A further point applies to the very real issue around local political expectation on the part of a mayor confronting those of the national political level. These have been a feature of local to centre relationships in other smaller countries which have executive mayors. Such issues tend to also apply in federal states, albeit that if a federal level government shares a party allegiance with the local mayor and not the state or provincial authority this can work to the benefit of the local mayor!

Another useful lesson from across the OECD is the question of the local celeb getting elected. In instances where the re-introduction of mayors has occurred, most notably in England and Germany, this has not proven to be a significant concern. Generally, national or regional political parties have been the source for political leadership at local level in those countries. In some instances there have been local celebs elected but more generally what is occurring, especially in France and eastern European countries, are people being elected as mayors with more extreme political views.  Whether this would be the case in Ireland clearly remains to be experienced.

In the Irish case, given the existing experience of local activists being elected to national parliament, it may well be the case that such people may see their future at local level given the powers of the mayor relative to the relatively restricted role of Oireachtas backbenchers.


Coming at a time of commemoration, particularly of the deaths of Mayors Clancy, McCurtain and especially McSwiney, the initiative to roll out an executive mayor role into Irish Local Government system is both exciting and compelling. It is also extraordinarily brave. One hundred years on it is easy to forget the impact of those deaths. McSwiney was the Mandela of his day. It can be hard for us to imagine but his death, as a mayor of a city within the British empire and at the hands of that empire, had huge international impact, ultimately resulting in Irish independence and the breakup of that empire as leaders such as Gandhi, Nehru and others drew inspiration from that terrible time.

So Mayors count. They counted in Ireland then, then counted in post communist Europe and continue to count across most of the OECD.

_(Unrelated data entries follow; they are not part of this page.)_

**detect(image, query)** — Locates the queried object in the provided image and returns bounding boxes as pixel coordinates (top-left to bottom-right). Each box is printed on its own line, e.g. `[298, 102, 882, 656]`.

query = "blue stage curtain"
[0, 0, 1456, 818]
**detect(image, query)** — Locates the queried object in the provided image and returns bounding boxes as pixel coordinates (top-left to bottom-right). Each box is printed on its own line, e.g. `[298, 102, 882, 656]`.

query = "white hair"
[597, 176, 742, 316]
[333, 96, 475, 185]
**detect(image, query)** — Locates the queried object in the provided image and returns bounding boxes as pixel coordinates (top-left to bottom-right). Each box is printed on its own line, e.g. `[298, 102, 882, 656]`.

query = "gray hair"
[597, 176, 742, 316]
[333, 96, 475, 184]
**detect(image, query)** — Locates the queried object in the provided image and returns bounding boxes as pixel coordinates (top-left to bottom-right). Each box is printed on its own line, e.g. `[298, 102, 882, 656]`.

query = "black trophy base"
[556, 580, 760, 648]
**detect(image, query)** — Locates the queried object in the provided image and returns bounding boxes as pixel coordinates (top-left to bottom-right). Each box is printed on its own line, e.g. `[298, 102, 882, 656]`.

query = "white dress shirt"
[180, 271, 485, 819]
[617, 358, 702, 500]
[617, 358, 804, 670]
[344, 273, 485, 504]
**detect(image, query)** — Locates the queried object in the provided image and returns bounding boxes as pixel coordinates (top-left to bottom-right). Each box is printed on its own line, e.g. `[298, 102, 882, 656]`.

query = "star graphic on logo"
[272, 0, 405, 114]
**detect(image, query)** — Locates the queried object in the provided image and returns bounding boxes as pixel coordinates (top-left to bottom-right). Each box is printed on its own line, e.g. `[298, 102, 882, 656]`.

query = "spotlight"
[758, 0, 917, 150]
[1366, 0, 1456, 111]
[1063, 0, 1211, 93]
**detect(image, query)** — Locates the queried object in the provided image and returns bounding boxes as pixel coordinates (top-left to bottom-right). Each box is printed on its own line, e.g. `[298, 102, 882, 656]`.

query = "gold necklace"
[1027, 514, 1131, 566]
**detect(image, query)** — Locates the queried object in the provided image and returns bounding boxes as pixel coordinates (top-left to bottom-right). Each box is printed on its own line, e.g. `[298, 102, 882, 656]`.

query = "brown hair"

Are we to see similar impacts from this initial step forward. Time only will tell but if lessons from Ireland’s past, from the experiences of Europe post the second world war and the on-going lessons of North American Mayoral and City Governance teach us anything what we can be fairly certain of is that with the prospect of an executive directly elected mayor Ireland will be:

                                ”all changed, changed utterly: a terrible is beauty is born”.